"Data-Driven Thinking" is written by members of the media community and contains fresh ideas on the digital revolution in media.
Today’s column is written by Gary Kibel, a partner in the digital media, technology and privacy practice group at Davis & Gilbert.
To marketers, geofencing sounds like a perfect way to target the right consumer, at the right time, with the right ad.
To consumers, geofencing may sound a bit Big Brotherish.
To regulators, geofencing sounds like a practice that requires greater scrutiny.
One advertising agency recently discovered the hard way that geofencing is indeed a sensitive practice that is attracting the interest of regulators. The Massachusetts attorney general recently settled an investigation into the geofencing practices of Copley Advertising. The agency used geofencing technology to tag consumers’ smartphones when entering a specific geographic location to display ads on the devices for up to 30 days.
Sounds reasonably harmless and simple to implement technically, but the attorney general was concerned that consumers did not have any notice about these practices. Further, specific implementation of this service raised eyebrows. The agency specifically tagged users when they entered women’s reproductive health clinics and later targeted the devices with anti-abortion ads while the users were near or in the waiting rooms of such facilities.
The attorney general believed that the practice of collecting a user’s private health status for ad targeting purposes without users’ knowledge or consent was unfair or deceptive in violation of Massachusetts law. In the settlement, the agency agreed not to geofence users in the vicinity of any medical center located in Massachusetts to infer health status, medical condition or medical treatment.
It is widely acknowledged in the industry that precise location data is sensitive, so any practice that relies on this data should consider how it is being implemented and how users are being put on notice.

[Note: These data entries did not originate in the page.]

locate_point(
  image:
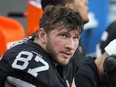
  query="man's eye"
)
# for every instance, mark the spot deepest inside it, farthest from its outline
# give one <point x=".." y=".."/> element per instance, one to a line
<point x="63" y="36"/>
<point x="76" y="38"/>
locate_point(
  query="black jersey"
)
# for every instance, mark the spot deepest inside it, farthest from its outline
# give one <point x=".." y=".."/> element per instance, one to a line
<point x="108" y="35"/>
<point x="87" y="75"/>
<point x="29" y="62"/>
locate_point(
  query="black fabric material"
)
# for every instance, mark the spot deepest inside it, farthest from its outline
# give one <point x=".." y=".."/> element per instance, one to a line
<point x="87" y="75"/>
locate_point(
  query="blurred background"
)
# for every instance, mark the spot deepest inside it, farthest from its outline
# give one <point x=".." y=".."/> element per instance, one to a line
<point x="27" y="13"/>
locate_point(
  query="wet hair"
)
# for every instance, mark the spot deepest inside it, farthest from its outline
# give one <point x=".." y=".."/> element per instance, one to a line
<point x="60" y="17"/>
<point x="44" y="3"/>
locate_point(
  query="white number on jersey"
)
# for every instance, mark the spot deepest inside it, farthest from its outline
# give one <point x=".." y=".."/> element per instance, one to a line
<point x="25" y="60"/>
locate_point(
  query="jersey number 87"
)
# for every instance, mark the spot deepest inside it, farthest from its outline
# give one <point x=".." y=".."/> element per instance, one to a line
<point x="25" y="60"/>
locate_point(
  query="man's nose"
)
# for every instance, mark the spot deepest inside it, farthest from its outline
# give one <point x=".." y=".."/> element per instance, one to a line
<point x="70" y="44"/>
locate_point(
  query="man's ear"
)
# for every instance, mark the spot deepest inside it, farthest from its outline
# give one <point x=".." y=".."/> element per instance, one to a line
<point x="42" y="35"/>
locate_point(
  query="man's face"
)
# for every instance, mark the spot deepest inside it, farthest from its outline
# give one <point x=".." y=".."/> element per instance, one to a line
<point x="82" y="7"/>
<point x="61" y="45"/>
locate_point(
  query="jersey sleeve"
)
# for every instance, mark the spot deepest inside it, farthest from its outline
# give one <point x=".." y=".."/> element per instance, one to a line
<point x="87" y="75"/>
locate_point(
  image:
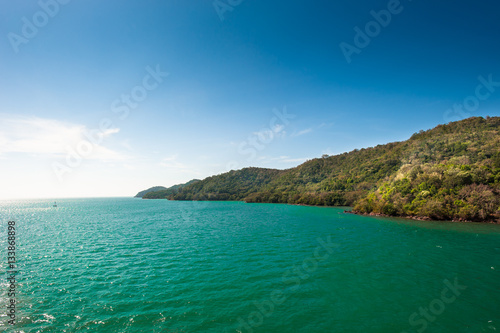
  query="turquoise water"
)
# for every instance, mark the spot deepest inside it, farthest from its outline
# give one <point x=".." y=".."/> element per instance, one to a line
<point x="132" y="265"/>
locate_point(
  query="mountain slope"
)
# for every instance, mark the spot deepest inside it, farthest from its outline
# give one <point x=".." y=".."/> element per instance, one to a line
<point x="437" y="173"/>
<point x="161" y="191"/>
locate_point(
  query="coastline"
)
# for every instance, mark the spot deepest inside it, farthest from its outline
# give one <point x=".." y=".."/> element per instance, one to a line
<point x="420" y="218"/>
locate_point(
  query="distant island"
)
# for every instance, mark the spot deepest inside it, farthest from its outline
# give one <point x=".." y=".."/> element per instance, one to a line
<point x="451" y="172"/>
<point x="152" y="189"/>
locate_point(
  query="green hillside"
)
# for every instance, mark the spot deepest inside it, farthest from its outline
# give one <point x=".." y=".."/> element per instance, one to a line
<point x="449" y="172"/>
<point x="162" y="192"/>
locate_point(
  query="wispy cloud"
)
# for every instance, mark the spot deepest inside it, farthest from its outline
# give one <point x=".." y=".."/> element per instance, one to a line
<point x="174" y="165"/>
<point x="34" y="135"/>
<point x="305" y="131"/>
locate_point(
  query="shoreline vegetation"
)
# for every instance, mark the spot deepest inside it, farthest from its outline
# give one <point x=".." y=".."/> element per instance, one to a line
<point x="450" y="172"/>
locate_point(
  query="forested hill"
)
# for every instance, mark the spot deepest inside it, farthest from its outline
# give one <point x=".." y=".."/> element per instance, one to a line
<point x="449" y="172"/>
<point x="152" y="189"/>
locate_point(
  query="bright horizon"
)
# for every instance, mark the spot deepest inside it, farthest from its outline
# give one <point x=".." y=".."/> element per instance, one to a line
<point x="161" y="94"/>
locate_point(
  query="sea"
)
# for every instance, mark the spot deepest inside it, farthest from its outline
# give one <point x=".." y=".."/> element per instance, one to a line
<point x="132" y="265"/>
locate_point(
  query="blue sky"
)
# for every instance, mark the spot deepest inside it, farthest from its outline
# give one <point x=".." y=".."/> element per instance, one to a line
<point x="67" y="66"/>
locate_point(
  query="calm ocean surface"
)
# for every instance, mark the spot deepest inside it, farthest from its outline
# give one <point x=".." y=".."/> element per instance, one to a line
<point x="132" y="265"/>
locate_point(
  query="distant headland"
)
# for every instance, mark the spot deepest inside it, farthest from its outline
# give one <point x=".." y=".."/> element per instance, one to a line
<point x="451" y="172"/>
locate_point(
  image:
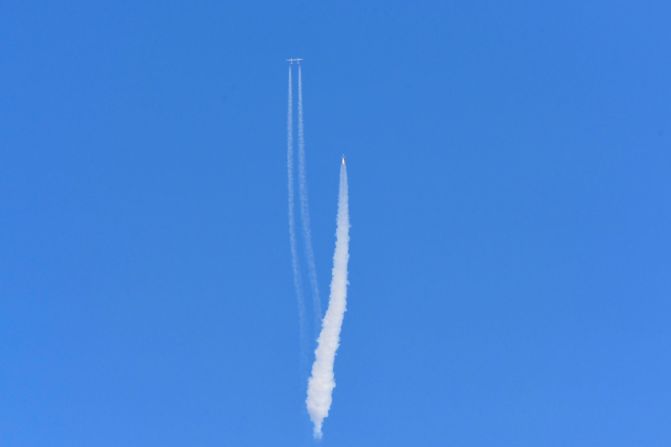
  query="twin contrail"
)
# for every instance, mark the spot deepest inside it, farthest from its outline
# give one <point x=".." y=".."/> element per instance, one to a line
<point x="321" y="383"/>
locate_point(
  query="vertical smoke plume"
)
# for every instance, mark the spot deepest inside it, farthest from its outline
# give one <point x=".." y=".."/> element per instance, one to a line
<point x="321" y="383"/>
<point x="305" y="208"/>
<point x="292" y="218"/>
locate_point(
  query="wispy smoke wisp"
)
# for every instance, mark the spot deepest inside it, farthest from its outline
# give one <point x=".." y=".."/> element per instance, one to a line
<point x="305" y="207"/>
<point x="292" y="219"/>
<point x="322" y="383"/>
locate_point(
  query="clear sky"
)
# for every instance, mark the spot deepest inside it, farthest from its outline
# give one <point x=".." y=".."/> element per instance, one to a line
<point x="510" y="199"/>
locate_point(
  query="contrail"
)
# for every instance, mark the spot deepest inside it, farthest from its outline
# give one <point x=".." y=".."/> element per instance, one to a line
<point x="321" y="383"/>
<point x="292" y="221"/>
<point x="305" y="208"/>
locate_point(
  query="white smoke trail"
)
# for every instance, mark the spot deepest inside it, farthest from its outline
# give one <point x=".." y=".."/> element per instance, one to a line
<point x="321" y="383"/>
<point x="292" y="220"/>
<point x="305" y="207"/>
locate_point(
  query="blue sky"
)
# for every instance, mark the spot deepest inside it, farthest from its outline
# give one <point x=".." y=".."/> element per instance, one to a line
<point x="510" y="204"/>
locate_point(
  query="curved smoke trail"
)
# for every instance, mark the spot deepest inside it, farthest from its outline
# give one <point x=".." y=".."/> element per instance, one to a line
<point x="321" y="383"/>
<point x="292" y="219"/>
<point x="305" y="208"/>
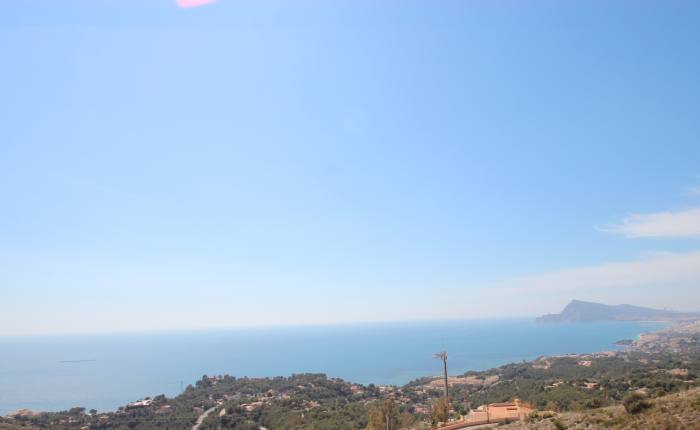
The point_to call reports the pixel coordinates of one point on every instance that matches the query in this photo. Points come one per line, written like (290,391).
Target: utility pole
(443,356)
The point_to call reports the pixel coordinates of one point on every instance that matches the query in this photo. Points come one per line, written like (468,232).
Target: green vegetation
(632,381)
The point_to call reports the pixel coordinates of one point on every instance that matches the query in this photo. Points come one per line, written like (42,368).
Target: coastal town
(546,389)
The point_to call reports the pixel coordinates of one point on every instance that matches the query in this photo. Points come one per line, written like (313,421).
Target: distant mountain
(579,311)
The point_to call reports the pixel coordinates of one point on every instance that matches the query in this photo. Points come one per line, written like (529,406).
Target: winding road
(202,417)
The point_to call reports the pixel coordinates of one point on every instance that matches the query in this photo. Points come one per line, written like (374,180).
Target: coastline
(485,365)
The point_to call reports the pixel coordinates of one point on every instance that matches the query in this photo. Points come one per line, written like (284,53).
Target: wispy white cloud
(660,224)
(662,269)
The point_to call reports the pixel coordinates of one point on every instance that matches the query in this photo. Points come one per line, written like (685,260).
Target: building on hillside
(497,412)
(491,413)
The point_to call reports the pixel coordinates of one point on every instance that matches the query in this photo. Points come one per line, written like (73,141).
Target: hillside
(680,411)
(580,311)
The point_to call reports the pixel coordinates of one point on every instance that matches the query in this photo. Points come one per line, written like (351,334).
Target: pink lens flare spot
(193,3)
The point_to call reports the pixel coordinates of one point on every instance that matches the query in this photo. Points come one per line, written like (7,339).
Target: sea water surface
(106,371)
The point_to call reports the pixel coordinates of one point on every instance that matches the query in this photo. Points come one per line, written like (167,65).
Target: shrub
(636,403)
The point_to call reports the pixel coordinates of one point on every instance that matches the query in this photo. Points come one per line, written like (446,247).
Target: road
(202,417)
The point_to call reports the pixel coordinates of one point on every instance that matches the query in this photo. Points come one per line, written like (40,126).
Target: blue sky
(276,162)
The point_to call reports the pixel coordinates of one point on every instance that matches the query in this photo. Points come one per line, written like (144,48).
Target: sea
(51,373)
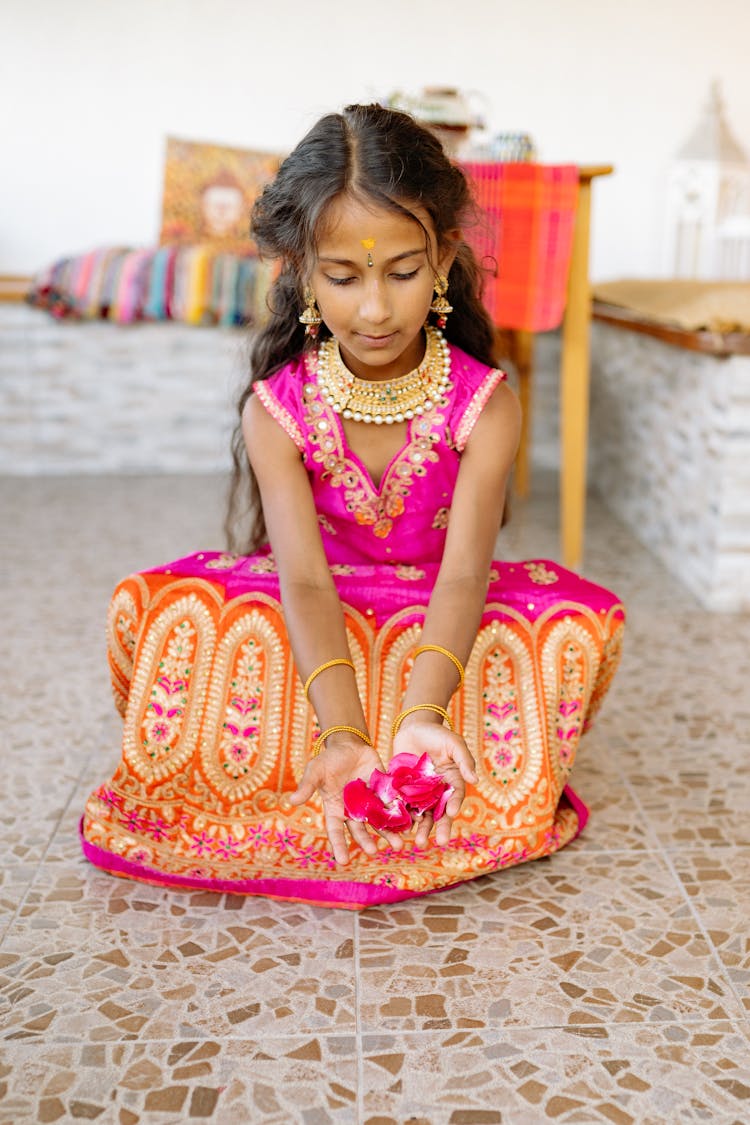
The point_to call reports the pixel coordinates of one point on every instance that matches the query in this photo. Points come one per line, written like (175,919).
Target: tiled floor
(610,983)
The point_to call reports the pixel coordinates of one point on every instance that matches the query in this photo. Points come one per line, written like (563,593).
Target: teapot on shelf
(448,111)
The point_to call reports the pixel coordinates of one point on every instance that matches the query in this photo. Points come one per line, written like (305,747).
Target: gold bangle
(334,730)
(322,667)
(419,707)
(444,651)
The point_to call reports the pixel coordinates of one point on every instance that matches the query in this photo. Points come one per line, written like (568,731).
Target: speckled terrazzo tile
(43,804)
(621,1076)
(615,820)
(717,881)
(277,1081)
(91,957)
(579,938)
(694,795)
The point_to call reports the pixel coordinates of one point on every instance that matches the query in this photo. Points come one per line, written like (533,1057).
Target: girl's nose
(375,307)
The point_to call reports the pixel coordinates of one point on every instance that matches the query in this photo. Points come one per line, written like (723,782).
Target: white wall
(89,89)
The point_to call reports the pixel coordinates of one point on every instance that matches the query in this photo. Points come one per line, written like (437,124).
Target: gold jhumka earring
(310,317)
(440,305)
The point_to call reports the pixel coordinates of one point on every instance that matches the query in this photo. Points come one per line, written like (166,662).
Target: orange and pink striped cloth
(524,240)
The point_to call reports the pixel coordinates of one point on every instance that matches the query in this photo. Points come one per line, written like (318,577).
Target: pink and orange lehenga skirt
(217,730)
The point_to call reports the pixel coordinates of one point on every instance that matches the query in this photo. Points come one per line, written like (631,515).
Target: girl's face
(377,311)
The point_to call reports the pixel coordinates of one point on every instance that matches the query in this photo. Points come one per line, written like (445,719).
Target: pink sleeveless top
(403,521)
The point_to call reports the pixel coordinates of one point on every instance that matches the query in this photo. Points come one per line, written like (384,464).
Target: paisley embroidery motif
(540,574)
(223,563)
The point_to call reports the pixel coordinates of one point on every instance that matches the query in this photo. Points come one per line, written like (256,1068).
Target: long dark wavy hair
(381,156)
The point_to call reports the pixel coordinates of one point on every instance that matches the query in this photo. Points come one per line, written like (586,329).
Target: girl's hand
(342,761)
(452,759)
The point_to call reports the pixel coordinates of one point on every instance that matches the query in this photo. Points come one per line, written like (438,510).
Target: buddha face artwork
(223,207)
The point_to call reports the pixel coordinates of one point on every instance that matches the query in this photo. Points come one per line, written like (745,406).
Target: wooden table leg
(575,380)
(523,359)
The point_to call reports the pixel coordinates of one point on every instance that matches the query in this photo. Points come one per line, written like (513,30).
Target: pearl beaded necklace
(391,401)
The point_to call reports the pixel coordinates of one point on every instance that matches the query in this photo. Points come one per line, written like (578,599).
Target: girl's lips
(377,341)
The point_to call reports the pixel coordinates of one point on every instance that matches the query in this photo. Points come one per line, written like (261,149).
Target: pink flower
(416,782)
(362,803)
(407,789)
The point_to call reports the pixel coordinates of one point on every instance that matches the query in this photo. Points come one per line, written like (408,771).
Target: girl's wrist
(344,740)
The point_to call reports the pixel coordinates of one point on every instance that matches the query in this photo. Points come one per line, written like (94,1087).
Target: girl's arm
(315,623)
(458,600)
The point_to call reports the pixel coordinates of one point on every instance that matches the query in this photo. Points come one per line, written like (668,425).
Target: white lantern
(708,203)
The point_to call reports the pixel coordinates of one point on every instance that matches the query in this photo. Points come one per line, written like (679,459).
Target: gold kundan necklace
(390,401)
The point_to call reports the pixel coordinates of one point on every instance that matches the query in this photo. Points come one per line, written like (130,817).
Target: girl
(375,447)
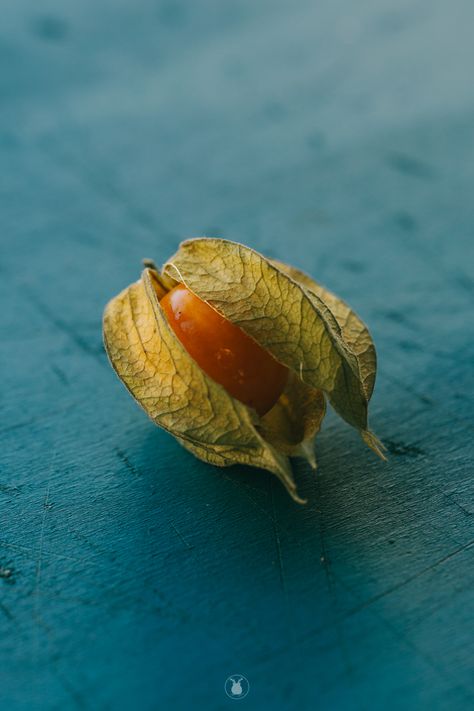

In another example, Uber is under investigation by the Department of Justice in connection with its Greyball program, where Uber used location data to identify and circumvent government regulators who may be examining Uber’s practices. While somewhat the reverse of ad targeting, the users had no idea that they were being excluded from features of the service based on their location or other data.
Most people agree that sensitive data is always just that – sensitive. However, there is not often agreement on what constitutes sensitive data or how consumers should be informed about its use.
The Digital Advertising Alliance (DAA) defines sensitive data as personal information of children under 13, financial account numbers, Social Security numbers, pharmaceutical prescriptions or medical records; precise location data is also treated with a higher standard. The Network Advertising Initiative has a broader definition of sensitive data, and calls out precise location data as well. The Federal Trade Commission, in its recent cross-device tracking report, called out the DAA sensitive data definition as too narrow.
All ad tech providers and customers should ask themselves three simple questions prior to implementing any technology that relies upon location-based services: How do users get notice of the service? How do users get into the service? How do users opt out of the service?
If those questions cannot be easily answered, they should carefully consider if it is worth the risk to proceed.